I’ve been playing video games for as long as I can remember. My dad bought an Odyssey 2 when I was only two. Some of my first spoken words came from games like, P.T. Barnum’s Acrobats! Our family got a Tandy IBM/PC compatible computer in 1987 or 88 when I was eight. Along with some financing software and print shop my dad also picked up Sierra On-line’s Space Quest. A year later my brother and I got a Nintendo Entertainment System for Christmas… I could go on, but the point is that I’m hard pressed to think of a time when PC or console gaming didn’t play a role in my life. Outside of Family,after Church, and Scouting, video gaming might be the most influential force in my life. I learned how to use DOS, script, program in BASIC, and edit autoexec.bat and config.sys files in order to play games. I spent my summer work money in order to play Final Fantasy VII…
What I’m trying to say is that they’ve been a pretty big deal. My father had horses and the Arizona wilds, my grandfather had trains. I had video games.
But, this stuff takes space: mental and physical. For awhile I could keep my computer and consoles game boxes at my parents’ but at some point they not only want you to move out but to take all your stuff with you to. I didn’t have room for all of it a few years back and no one was interested in taking it off my hands, and I didn’t have the time to try to sell it all on Ebay… So, it went to the municipal dump or the recycling center.
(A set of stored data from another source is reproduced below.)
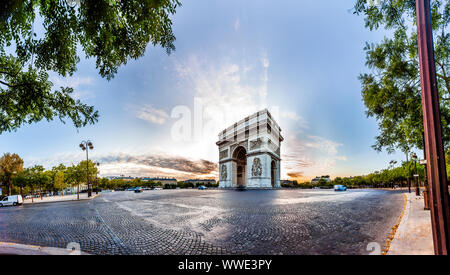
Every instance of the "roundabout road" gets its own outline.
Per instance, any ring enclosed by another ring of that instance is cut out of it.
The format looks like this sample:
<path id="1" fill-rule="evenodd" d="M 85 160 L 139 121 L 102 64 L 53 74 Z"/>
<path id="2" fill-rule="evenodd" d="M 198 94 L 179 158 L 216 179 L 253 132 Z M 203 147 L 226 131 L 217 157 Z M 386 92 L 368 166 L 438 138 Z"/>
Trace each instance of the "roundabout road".
<path id="1" fill-rule="evenodd" d="M 92 254 L 368 254 L 403 205 L 383 190 L 153 190 L 0 208 L 0 241 Z"/>

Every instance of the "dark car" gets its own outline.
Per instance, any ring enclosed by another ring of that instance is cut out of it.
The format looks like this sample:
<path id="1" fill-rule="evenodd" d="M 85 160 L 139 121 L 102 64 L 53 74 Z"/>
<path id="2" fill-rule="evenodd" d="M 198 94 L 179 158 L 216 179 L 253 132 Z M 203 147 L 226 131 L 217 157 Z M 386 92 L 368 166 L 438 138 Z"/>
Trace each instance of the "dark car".
<path id="1" fill-rule="evenodd" d="M 144 190 L 142 190 L 142 187 L 136 187 L 134 189 L 134 193 L 142 193 Z"/>
<path id="2" fill-rule="evenodd" d="M 245 186 L 244 185 L 239 185 L 236 190 L 237 191 L 245 191 Z"/>

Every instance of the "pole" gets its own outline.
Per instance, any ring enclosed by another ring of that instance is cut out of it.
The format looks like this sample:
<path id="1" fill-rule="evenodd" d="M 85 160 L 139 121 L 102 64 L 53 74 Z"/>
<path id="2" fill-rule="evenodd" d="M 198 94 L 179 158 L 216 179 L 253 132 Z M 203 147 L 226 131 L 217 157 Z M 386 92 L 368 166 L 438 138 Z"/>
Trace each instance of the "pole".
<path id="1" fill-rule="evenodd" d="M 434 60 L 430 0 L 416 0 L 422 111 L 434 252 L 450 250 L 450 209 Z"/>
<path id="2" fill-rule="evenodd" d="M 428 181 L 427 181 L 427 151 L 425 149 L 425 137 L 424 137 L 424 133 L 422 132 L 422 147 L 423 147 L 423 159 L 425 160 L 425 164 L 423 172 L 425 174 L 424 179 L 423 179 L 423 209 L 424 210 L 430 210 L 430 203 L 428 200 Z"/>
<path id="3" fill-rule="evenodd" d="M 420 196 L 419 175 L 417 174 L 417 158 L 414 159 L 414 177 L 416 178 L 416 196 Z"/>
<path id="4" fill-rule="evenodd" d="M 410 171 L 409 171 L 409 161 L 408 161 L 408 153 L 406 153 L 406 168 L 408 169 L 407 181 L 408 181 L 408 193 L 411 193 L 411 179 L 410 179 Z"/>
<path id="5" fill-rule="evenodd" d="M 86 180 L 87 180 L 87 186 L 88 186 L 88 197 L 92 196 L 92 192 L 91 192 L 91 185 L 89 182 L 89 146 L 86 143 Z"/>

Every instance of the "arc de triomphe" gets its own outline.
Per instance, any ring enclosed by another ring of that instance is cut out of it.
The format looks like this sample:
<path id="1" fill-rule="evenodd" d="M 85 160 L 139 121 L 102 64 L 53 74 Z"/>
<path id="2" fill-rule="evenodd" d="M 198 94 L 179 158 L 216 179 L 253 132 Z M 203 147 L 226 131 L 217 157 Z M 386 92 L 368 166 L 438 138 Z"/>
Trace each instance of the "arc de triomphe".
<path id="1" fill-rule="evenodd" d="M 219 134 L 219 187 L 280 187 L 281 128 L 267 109 Z"/>

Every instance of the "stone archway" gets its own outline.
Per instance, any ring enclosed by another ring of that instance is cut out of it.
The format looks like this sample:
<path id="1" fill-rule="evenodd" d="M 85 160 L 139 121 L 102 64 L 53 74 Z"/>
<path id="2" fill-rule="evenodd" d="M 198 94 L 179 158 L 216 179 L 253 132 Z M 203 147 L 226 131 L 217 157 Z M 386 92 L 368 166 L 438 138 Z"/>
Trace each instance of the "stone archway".
<path id="1" fill-rule="evenodd" d="M 275 188 L 276 176 L 277 164 L 274 160 L 272 160 L 272 162 L 270 163 L 270 184 L 272 185 L 272 188 Z"/>
<path id="2" fill-rule="evenodd" d="M 233 160 L 236 162 L 236 186 L 247 186 L 247 151 L 243 146 L 234 150 Z"/>

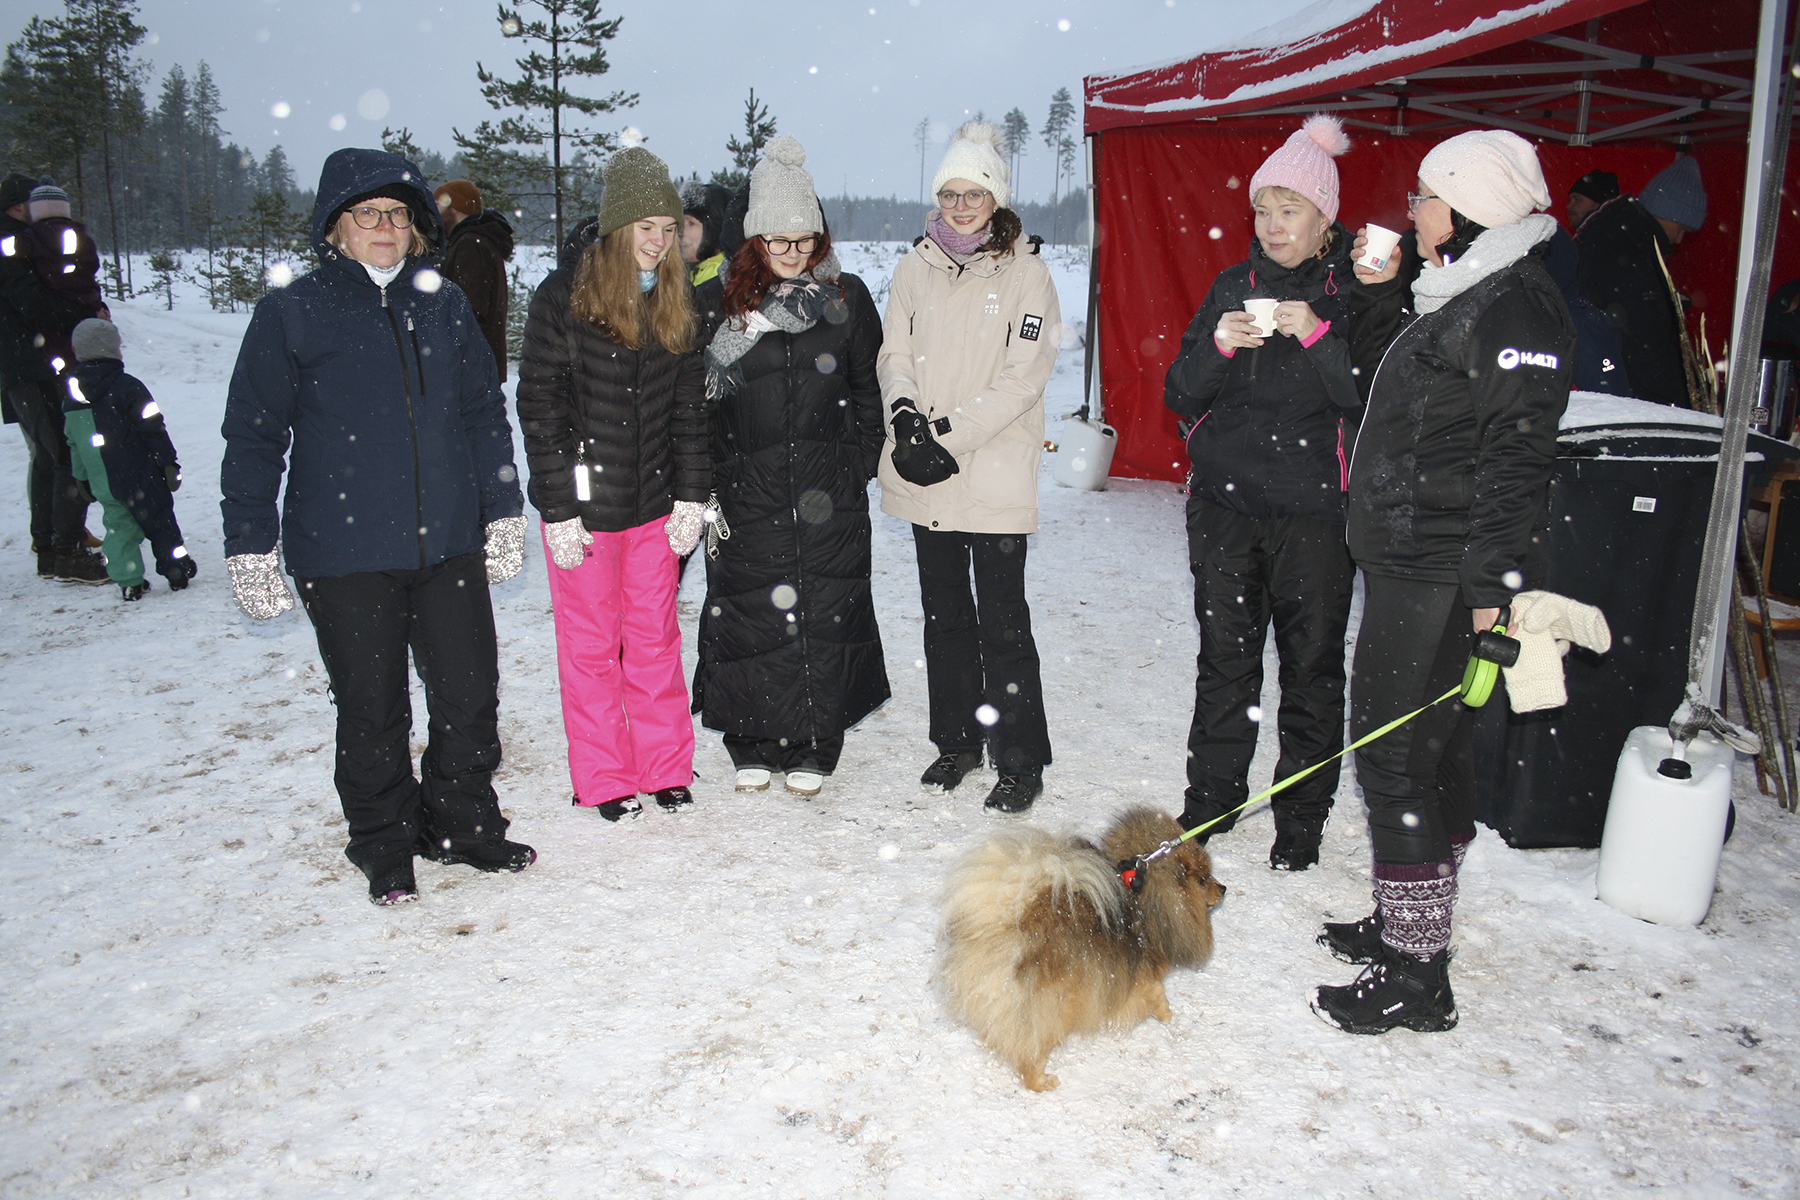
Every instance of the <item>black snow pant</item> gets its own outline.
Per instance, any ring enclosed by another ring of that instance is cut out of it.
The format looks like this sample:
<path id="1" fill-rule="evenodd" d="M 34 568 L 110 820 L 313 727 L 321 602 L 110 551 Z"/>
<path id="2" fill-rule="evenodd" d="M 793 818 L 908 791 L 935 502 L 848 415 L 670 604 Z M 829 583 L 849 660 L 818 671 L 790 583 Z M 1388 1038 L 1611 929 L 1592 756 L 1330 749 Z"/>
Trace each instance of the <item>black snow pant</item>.
<path id="1" fill-rule="evenodd" d="M 1001 771 L 1050 765 L 1044 684 L 1025 602 L 1025 537 L 913 526 L 931 740 L 939 754 L 985 745 Z"/>
<path id="2" fill-rule="evenodd" d="M 1252 709 L 1262 702 L 1263 642 L 1271 621 L 1281 663 L 1281 757 L 1270 782 L 1344 748 L 1344 630 L 1356 568 L 1344 527 L 1329 521 L 1247 517 L 1190 497 L 1187 528 L 1200 622 L 1184 808 L 1191 827 L 1230 812 L 1250 795 L 1260 717 Z M 1276 828 L 1316 834 L 1337 785 L 1333 762 L 1277 793 Z M 1236 823 L 1235 814 L 1225 817 L 1211 833 Z"/>
<path id="3" fill-rule="evenodd" d="M 297 582 L 337 705 L 345 857 L 373 878 L 409 860 L 423 839 L 499 839 L 507 821 L 491 778 L 500 765 L 500 664 L 485 556 Z M 409 649 L 430 721 L 422 781 L 408 744 Z"/>
<path id="4" fill-rule="evenodd" d="M 6 389 L 19 418 L 19 432 L 31 451 L 26 495 L 31 505 L 31 540 L 39 550 L 69 550 L 87 537 L 87 501 L 70 470 L 69 439 L 63 436 L 62 398 L 55 383 L 19 383 Z"/>
<path id="5" fill-rule="evenodd" d="M 1363 572 L 1351 735 L 1459 685 L 1474 647 L 1474 622 L 1456 584 Z M 1446 700 L 1356 752 L 1377 863 L 1442 862 L 1453 843 L 1475 836 L 1473 725 L 1461 700 Z"/>
<path id="6" fill-rule="evenodd" d="M 844 753 L 844 735 L 834 733 L 817 741 L 788 741 L 786 738 L 742 737 L 725 735 L 725 751 L 734 767 L 765 767 L 783 774 L 789 771 L 811 771 L 829 775 L 837 770 Z"/>

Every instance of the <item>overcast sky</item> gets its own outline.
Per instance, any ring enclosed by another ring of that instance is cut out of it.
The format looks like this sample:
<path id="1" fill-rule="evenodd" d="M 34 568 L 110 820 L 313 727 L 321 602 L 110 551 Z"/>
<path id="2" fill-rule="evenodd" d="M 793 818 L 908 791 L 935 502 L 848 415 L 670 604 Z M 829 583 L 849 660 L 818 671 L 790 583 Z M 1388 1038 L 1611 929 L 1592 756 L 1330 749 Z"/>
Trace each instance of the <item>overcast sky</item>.
<path id="1" fill-rule="evenodd" d="M 966 115 L 998 119 L 1017 106 L 1035 132 L 1051 93 L 1067 87 L 1079 126 L 1083 75 L 1236 42 L 1306 3 L 610 0 L 603 15 L 624 24 L 609 43 L 611 70 L 588 90 L 639 93 L 608 123 L 641 130 L 677 175 L 704 177 L 728 165 L 725 141 L 741 128 L 754 86 L 780 130 L 806 144 L 822 194 L 916 195 L 912 131 L 922 117 L 946 136 Z M 29 5 L 0 6 L 12 11 L 12 30 L 24 25 Z M 171 64 L 191 77 L 206 60 L 229 139 L 259 157 L 281 143 L 304 187 L 332 150 L 379 144 L 383 125 L 406 126 L 419 145 L 448 155 L 452 126 L 467 132 L 492 113 L 476 61 L 518 73 L 520 44 L 501 37 L 484 0 L 140 0 L 139 11 L 151 35 L 141 55 L 154 73 L 151 103 Z M 526 4 L 522 15 L 536 11 Z M 285 118 L 277 105 L 288 106 Z M 928 152 L 928 168 L 941 150 Z M 1049 165 L 1034 137 L 1019 198 L 1048 198 Z"/>

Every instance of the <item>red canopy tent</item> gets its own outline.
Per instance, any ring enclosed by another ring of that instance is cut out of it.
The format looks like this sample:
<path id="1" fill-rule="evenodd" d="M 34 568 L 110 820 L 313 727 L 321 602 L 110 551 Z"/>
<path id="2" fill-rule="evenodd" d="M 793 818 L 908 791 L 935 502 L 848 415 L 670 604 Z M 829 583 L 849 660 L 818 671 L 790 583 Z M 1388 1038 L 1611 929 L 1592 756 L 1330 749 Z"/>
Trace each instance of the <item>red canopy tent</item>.
<path id="1" fill-rule="evenodd" d="M 1689 0 L 1346 0 L 1286 44 L 1090 76 L 1094 189 L 1089 329 L 1115 475 L 1180 479 L 1186 454 L 1162 381 L 1213 277 L 1251 237 L 1245 184 L 1305 114 L 1335 112 L 1340 219 L 1408 227 L 1425 152 L 1477 127 L 1537 144 L 1561 205 L 1596 167 L 1635 194 L 1678 150 L 1699 162 L 1703 229 L 1670 269 L 1715 352 L 1731 331 L 1756 54 L 1750 3 Z M 1306 14 L 1301 14 L 1305 16 Z M 1800 275 L 1800 156 L 1790 156 L 1773 279 Z M 1090 387 L 1090 394 L 1092 389 Z"/>

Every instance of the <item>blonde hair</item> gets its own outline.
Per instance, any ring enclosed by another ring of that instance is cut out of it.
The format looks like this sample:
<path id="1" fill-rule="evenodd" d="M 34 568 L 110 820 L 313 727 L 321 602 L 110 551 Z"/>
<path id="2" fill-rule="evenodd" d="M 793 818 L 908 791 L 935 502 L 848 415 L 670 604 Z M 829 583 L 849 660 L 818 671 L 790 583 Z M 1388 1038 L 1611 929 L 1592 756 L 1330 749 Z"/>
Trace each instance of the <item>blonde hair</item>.
<path id="1" fill-rule="evenodd" d="M 1307 205 L 1314 212 L 1318 213 L 1319 216 L 1325 216 L 1324 209 L 1320 208 L 1317 204 L 1314 204 L 1311 200 L 1308 200 L 1305 196 L 1302 196 L 1299 192 L 1296 192 L 1293 188 L 1282 187 L 1279 183 L 1268 183 L 1257 188 L 1256 195 L 1250 197 L 1250 207 L 1255 208 L 1257 205 L 1261 204 L 1263 202 L 1263 197 L 1267 196 L 1270 192 L 1275 193 L 1275 198 L 1277 200 L 1287 200 L 1290 202 L 1298 200 L 1300 203 Z M 1336 224 L 1336 222 L 1329 218 L 1326 219 L 1325 232 L 1319 239 L 1319 252 L 1313 256 L 1314 258 L 1324 258 L 1327 254 L 1331 253 L 1332 243 L 1337 241 L 1337 232 L 1332 228 L 1334 224 Z"/>
<path id="2" fill-rule="evenodd" d="M 627 350 L 651 340 L 670 354 L 694 348 L 694 302 L 687 265 L 673 242 L 656 264 L 656 286 L 638 286 L 632 230 L 622 225 L 594 242 L 575 268 L 569 311 Z"/>

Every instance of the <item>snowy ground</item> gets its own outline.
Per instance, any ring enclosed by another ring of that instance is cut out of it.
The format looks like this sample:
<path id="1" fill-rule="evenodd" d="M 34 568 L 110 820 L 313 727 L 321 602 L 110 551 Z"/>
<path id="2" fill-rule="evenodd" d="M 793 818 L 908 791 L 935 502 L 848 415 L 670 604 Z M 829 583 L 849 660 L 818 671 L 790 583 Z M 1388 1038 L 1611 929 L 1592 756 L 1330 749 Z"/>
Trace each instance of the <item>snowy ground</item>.
<path id="1" fill-rule="evenodd" d="M 879 286 L 892 253 L 845 259 Z M 1059 278 L 1081 313 L 1076 266 Z M 996 828 L 993 776 L 916 785 L 916 576 L 885 517 L 895 696 L 823 795 L 733 793 L 702 732 L 698 803 L 625 826 L 569 807 L 534 548 L 496 592 L 497 782 L 540 861 L 423 863 L 419 903 L 371 907 L 341 853 L 308 626 L 241 616 L 220 565 L 217 430 L 247 318 L 115 311 L 183 454 L 200 576 L 136 605 L 41 582 L 16 483 L 0 505 L 0 1194 L 1795 1194 L 1800 827 L 1747 769 L 1698 929 L 1599 903 L 1594 852 L 1484 832 L 1462 877 L 1462 1024 L 1430 1036 L 1351 1037 L 1307 1011 L 1354 973 L 1313 944 L 1319 920 L 1368 908 L 1354 783 L 1304 874 L 1268 870 L 1251 817 L 1213 843 L 1218 951 L 1169 980 L 1172 1024 L 1073 1042 L 1059 1090 L 1022 1091 L 929 987 L 936 893 Z M 1072 349 L 1054 415 L 1080 379 Z M 0 438 L 0 476 L 23 464 Z M 1030 819 L 1172 810 L 1196 641 L 1181 497 L 1046 471 L 1042 502 L 1029 580 L 1056 762 Z M 690 648 L 702 591 L 694 572 Z M 1267 748 L 1256 777 L 1273 765 Z"/>

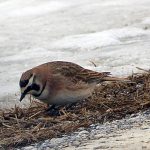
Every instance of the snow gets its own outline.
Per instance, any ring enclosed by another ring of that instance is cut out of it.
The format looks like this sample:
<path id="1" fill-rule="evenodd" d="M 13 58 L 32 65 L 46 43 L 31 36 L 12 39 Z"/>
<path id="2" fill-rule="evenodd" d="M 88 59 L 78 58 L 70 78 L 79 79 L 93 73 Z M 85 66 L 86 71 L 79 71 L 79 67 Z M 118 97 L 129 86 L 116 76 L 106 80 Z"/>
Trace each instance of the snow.
<path id="1" fill-rule="evenodd" d="M 142 21 L 142 23 L 143 23 L 143 24 L 150 25 L 150 17 L 144 18 L 143 21 Z"/>
<path id="2" fill-rule="evenodd" d="M 133 27 L 110 29 L 102 32 L 64 37 L 52 43 L 52 46 L 57 49 L 93 50 L 100 47 L 122 44 L 123 42 L 121 40 L 123 38 L 145 36 L 149 33 L 150 32 Z"/>
<path id="3" fill-rule="evenodd" d="M 68 7 L 69 3 L 62 3 L 59 1 L 36 1 L 32 0 L 9 0 L 2 1 L 0 4 L 1 14 L 11 17 L 25 17 L 31 15 L 43 15 L 46 13 L 61 10 Z"/>
<path id="4" fill-rule="evenodd" d="M 149 6 L 149 0 L 0 0 L 0 107 L 26 105 L 27 99 L 18 103 L 21 73 L 48 61 L 114 76 L 149 69 Z"/>

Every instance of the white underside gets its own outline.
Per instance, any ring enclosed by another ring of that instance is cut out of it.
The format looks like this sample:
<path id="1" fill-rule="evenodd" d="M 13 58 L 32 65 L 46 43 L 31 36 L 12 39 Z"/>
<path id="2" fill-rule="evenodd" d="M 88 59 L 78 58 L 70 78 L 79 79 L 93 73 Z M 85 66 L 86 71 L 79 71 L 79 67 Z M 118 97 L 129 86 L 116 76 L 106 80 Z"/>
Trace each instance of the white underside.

I kept discs and manuals but the boxes, the “feelies,” and the installation guides all went. This last year I’ve moved three times and each time less stuff came with me. It gets harder and harder to justify carrying file cabinets and tupperware bins of old games around with you. Especially when sites like Desura, Gamersgate, GOG, and Steam can provide games and manuals that take up no physical space.
But, I didn’t just want to throw this all away. The PC or console game manual is extinct today. You’r lucky to get a folded insert with a button layout. Gone are the days of 100 pages manuals with charts and indexes. This is history and it should be preserved. Luckily, museums are springing up to do just that, one of them is just down the road from where I live. The Museum of Art and Digital Entertainment‘s (the Made), in Oakland, CA , mission is to preserve PC and console gaming history, I contacted them and let them know that I had a stack of PC game manuals from the mid and late nineties and that they could have them if they wanted. They did. And, so last weekend I mailed off a 30+ pound box of manuals to them.
I feel better knowing that the flowchart to Civilization II or Alpha Centauri will be put to good use by some adult or child in the future to understand early video gaming culture and not rotting in a dump… The tax write off won’t hurt either.
Anyway, if you’re thinking of downsizing your collection, instead of Ebay or the dump, give a thought to preserving and sharing the hobby that has given you so much enjoyment.
Oh, and if you’re ever in Oakland on a weekend stop by the Made and play some classic PC or console games. Who knows, if you find yourself flipping through and old manual to a Sierra On-line game it might have been mine.
There’s really no game manuals anymore? How do companies expect people to learn how to play their products if they don’t pack an instruction manual with them?
Many have in-game tutorials, and the first hour or so of any game is spent teaching the player how to play. Or they expect you to use the internet.